Le débat a vite pris, suite aux déclarations incohérentes d'un homme qui fut tout de même l'un des ministres les plus influents, il y aquelques années, d'un gouvernement de notre "république" (Gouvernement Jospin). ecoloPop remercie les journalistes interviewés dans l'émission CO2 mon amour de ce jour (sur France Inter), commentant ces déclarations remettant en cause l'origine humaine du réchauffement climatique. Habitué de l'hebdomadaire l'Express dans lequel il publie une chronique hebdomadaire, Claude Allègre écrivait le 21 septembre un article intitulé "Neiges du Kilimandjaro". La fonte des neiges éternelles du point culminant du Continent Africain est en elle même un symptome assez dramatique, révélatrice d'un phénomène unanimement acquis, et prouvé par la communauté scientifique internationale : le réchauffement climatique est en cours, il se produit à une vitesse incroyablement rapide, et sa cause principale est l'effet de serre causé par les activités humaines, principalement suite au dégagement de CO2 au cours de la combustion d'énergies fossiles (charbon, pétrole).

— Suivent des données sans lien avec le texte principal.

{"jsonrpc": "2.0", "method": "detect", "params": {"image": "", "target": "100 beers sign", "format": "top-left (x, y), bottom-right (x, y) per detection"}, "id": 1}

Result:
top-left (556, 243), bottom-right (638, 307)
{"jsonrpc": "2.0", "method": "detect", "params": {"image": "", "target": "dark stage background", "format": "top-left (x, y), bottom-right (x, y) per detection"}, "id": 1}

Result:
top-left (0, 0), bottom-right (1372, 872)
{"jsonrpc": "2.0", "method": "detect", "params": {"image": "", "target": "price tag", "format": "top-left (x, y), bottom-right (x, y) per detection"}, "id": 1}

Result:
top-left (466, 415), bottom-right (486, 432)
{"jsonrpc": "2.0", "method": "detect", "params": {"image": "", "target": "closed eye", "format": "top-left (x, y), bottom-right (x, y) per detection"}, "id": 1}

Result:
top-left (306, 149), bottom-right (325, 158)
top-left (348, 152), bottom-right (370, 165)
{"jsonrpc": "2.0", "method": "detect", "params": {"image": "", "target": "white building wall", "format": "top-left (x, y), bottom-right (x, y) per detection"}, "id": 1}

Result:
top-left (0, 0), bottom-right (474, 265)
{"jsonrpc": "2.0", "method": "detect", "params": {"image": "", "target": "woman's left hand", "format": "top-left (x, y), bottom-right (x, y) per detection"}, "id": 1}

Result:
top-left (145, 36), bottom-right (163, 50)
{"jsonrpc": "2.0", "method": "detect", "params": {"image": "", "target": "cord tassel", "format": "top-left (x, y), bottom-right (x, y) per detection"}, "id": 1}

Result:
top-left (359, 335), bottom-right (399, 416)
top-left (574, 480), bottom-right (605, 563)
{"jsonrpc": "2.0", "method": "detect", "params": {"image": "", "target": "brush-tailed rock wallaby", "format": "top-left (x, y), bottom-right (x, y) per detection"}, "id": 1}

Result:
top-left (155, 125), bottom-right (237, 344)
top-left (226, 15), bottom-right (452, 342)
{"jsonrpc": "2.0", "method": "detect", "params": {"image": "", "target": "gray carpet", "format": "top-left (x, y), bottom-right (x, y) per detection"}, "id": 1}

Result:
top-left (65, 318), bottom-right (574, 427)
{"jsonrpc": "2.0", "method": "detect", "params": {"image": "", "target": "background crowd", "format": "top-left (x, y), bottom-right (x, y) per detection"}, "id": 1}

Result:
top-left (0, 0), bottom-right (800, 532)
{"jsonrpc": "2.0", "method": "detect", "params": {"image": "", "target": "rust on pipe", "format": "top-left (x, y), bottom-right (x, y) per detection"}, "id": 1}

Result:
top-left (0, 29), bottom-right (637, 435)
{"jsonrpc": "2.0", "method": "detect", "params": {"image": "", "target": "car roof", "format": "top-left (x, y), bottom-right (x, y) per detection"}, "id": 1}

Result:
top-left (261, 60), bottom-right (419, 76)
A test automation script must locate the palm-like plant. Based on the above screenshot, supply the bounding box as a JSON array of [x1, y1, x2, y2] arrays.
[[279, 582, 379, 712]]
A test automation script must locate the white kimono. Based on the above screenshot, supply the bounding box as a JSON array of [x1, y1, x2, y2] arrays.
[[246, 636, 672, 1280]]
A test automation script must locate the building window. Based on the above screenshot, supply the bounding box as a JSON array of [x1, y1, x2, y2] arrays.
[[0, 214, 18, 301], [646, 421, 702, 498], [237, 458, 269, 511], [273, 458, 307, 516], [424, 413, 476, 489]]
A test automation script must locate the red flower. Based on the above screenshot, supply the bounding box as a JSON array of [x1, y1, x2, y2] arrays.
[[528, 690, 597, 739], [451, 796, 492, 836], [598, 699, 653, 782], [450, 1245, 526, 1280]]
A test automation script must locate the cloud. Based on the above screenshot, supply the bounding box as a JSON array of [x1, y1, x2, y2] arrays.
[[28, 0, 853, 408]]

Loin de s'émouvoir, Claude Allègre écrit donc le 19 septembre 2006 : "La cause de la modification climatique reste inconnue. [...] la dénonciation de la responsabilité de l'homme quant au réchauffement de la planète permet de ne rien faire". Outre le fait de mélanger des évènements que les scientifiques n'ont pas analysé, mélangeant ainsi les idées dans la tête du lecteur crédule que nous sommes, Claude Allègre abordait ici avec assurance un sujet qu'il maîtrise mal : comment cet homme, pas du tout qualifié en recherche sur le climat, peut-il remettre en question les conclusions unanimes des chercheurs qui s'y collent depuis plus de 20 ans (notamment les chercheurs du GIEC, Groupement International d'Etudes sur le Climat).

Mais le problème est bien plus drôle, finalement, comme nous l'écoutions sur l'antenne de Denis Chayssou : Claude Allègre n'a pas peur des contradictions. Le site de l'Express est très bien fait, et les archives des tribunes l'homme sont accessibles en ligne. Claude Allègre affirmait ainsi, dans sa tribune du 13/11/2003, titrée "Dépasser Kyoto" : "L'homme, en brûlant du charbon, du pétrole et des forêts, est responsable de l'augmentation «anormale» des teneurs en CO2 de l'atmosphère et modifie donc l'équilibre séculaire naturel".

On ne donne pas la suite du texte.